Shyamalan is far from the first director to lambast critics in a movie. Caricatures of Siskel and Ebert, as a recent example, showed up as corrupt politicians in Roland Emmerich's Godzilla (though, inexplicably, they were not eaten). The difference here is that Shyamalan isn't just taking down the critics; he's also building up himself. But I dunno. Maybe Shyamalan is an egomaniac and really believes what he's written, but if we take the movie on its own terms, apart from any real life reputation the man has justly or unjustly accrued for himself, this is all so absurdly over-the-top that it feels very tongue-in-cheek to me. Right or wrong, it's fun. And, honestly, if I were a director and could include something fun in a movie that would set critics off on frothy tirades, I'd probably be tempted. I got nothing against critics. I just think frothy tirades are pretty funny.

Anyway, the bottom line for me is that I didn't think Lady In the Water was a great movie, but I did enjoy it. It's not focused at all, but Giamatti's performance tenuously holds it together, and it pokes enough fun at itself that I was amused and found the film a pleasant diversion.

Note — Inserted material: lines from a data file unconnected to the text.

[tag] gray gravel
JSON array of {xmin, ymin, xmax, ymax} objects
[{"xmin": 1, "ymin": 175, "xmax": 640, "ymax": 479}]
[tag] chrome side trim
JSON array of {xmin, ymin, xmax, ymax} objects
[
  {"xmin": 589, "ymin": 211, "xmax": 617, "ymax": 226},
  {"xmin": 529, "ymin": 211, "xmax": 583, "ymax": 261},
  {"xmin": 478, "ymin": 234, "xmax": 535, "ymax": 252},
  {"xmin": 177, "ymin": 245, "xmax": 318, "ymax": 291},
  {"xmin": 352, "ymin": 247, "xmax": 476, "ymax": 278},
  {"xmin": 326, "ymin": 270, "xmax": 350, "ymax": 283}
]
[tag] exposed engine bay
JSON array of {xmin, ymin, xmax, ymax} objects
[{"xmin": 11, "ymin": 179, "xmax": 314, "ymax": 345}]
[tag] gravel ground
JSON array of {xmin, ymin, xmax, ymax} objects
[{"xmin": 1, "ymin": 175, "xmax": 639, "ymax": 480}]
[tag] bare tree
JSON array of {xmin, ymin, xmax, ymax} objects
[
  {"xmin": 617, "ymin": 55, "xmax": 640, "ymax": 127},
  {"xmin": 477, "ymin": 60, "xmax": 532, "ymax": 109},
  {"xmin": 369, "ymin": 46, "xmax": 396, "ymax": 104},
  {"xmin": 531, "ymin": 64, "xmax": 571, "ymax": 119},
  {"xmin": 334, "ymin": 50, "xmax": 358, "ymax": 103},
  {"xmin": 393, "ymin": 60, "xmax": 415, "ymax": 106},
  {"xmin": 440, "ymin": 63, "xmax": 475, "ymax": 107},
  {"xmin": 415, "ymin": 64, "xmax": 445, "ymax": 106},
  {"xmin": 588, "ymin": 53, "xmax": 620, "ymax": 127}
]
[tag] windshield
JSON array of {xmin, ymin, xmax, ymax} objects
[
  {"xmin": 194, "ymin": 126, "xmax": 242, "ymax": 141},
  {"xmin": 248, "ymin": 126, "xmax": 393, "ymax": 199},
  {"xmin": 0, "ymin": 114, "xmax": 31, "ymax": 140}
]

This is, I suspect, the furthest Shyamalan can go before he loses me, though. One more step down that downward spiral, and that'll be a negative from me. I think at this point, he needs to do something radically different (Lady In the Water is pretty different, but it looks the same), and/or direct somebody else's screenplay. He's great with story ideas, and he's a great director, but I don't think he's nearly as good at writing screenplays. If he hooked up with the right collaborator, threw a story idea at him, and directed the screenplay that came back, the potential is enormous.